Williams plays one of his beatific innocents, as seen in Hook, The Fisher King, The World According to Garp, Awakenings, Moscow on the Hudson, Mork and Mindy . . . In Toys, with his wispy blonde hair, baby-blue eyes and wardrobe of clownish jackets, he's like Tom Hanks in Big - his little boy's heart concealing a genius for designing toys. You get glimpses of a savvy, lustful individual in his flights of sustained comic shtick, but they sit uncomfortably with the babe-like bit. When he tells Gambon that 'Dad thought war was the domain of the small penis', and later nicknames him FAO Schwarzkopf, it assumes a knowledge of the 'real' world. But it's impossible to imagine that character perusing Freud, or visiting New York, or following the Gulf war. At moments, there's an almost schizoid division between the two sides; when he puts the make on a pretty, dippy employee (Robin Wright), it's a glove puppet on his hand ('Psst . . . wanna get laid?') that articulates the naughty thought.

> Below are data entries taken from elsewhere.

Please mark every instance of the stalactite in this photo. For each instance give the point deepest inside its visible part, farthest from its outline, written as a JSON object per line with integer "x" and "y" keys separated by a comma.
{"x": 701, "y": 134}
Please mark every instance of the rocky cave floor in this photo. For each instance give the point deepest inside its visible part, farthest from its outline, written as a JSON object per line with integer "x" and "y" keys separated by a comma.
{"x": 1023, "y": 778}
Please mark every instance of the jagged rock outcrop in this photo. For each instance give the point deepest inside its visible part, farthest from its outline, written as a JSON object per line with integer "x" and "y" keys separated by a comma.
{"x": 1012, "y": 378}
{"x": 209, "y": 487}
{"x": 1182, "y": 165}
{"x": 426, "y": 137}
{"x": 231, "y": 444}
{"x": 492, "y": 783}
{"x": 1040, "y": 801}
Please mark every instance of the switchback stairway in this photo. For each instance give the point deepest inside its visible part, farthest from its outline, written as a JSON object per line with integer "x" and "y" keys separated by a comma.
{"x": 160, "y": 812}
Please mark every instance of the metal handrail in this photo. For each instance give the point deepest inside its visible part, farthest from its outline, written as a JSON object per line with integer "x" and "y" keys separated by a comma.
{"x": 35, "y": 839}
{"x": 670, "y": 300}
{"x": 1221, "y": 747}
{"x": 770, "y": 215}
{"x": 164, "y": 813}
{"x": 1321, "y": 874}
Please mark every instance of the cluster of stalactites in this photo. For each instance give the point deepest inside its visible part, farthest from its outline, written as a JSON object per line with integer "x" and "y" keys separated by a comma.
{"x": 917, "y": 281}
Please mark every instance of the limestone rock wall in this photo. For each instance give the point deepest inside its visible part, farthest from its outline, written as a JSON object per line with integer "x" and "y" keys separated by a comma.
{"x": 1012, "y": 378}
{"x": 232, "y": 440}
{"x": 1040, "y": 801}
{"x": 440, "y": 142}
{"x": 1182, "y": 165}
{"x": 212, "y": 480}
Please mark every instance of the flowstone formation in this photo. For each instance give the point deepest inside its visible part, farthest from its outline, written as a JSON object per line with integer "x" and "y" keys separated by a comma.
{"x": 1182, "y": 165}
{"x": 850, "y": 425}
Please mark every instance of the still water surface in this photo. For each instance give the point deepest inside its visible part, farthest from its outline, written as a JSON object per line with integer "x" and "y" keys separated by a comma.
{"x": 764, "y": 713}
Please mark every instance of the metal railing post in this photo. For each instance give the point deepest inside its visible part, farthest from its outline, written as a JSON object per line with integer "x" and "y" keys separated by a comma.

Toys tells us to go find the child in ourselves - that old chestnut - although there's also a contradictory subtext about the failure of the male characters (Williams, Gambon and his own son, played by L L Cool J) to break free of their fathers' thrall. Ferdinando Scarfiotti's breathtaking set designs subtly underline the idea: he favours little womb- like spaces - Cusack's duck-shaped bed, placed within a room painted with clouds, within a home that flops out like a page from a child's pop-up box; a doll's house salon that's a perfect replica of the 'real' room it's set in.

The film favours miniatures - it opens on a scale model of downtown Manhattan; Williams seduces Wright with quarter-bottles of champagne; and even the attraction of Gambon's toy weapons is their size. Scarfiotti's detailed designs are nothing short of extraordinary, and a powerful reason for seeing the film. In fact, while Toys isn't perfect by any lights, it contains enough surprising moments to give pause for wonder - not least at the odium it has attracted, on both sides of the Atlantic.

Another film that might be passed over, for different reasons, is A Brighter Summer Day, Edward Yang's four-hour saga of growing up and gang warfare in Taiwan, anno 1960. Its kids are second- generation immigrants - their parents refugees from mainland China after Mao's victory in 1949. Their lives are a cultural hotchpotch - the homes are Japanese (a memento of Taiwan's 50 years of Japanese rule); their parents hanker after old Shanghai; their own horizons are firmly circumscribed by Elvis and other American friends.

This is a grand film, epic in intent and realisation, although it's hard-going initially, thanks to poor subtitles, a very large fresco of characters and Yang's distinctive habit of holding his camera back from them. The lighting is Rembrandt-quality (many scenes take place by the glow of a single candle or torch). Catch it quickly if this appeals: the film plays in London for a single week.

Space precludes much comment on the silly thriller Consenting Adults, except to discourage anyone who might be lured along by its director, Alan Pakula's, pedigree (Klute, The Parallax View, All the President's Men). Kevin Kline covets the wife next door and ends up accused of murder; Kevin Spacey is the best thing in the film as his diabolic, worldly neighbour.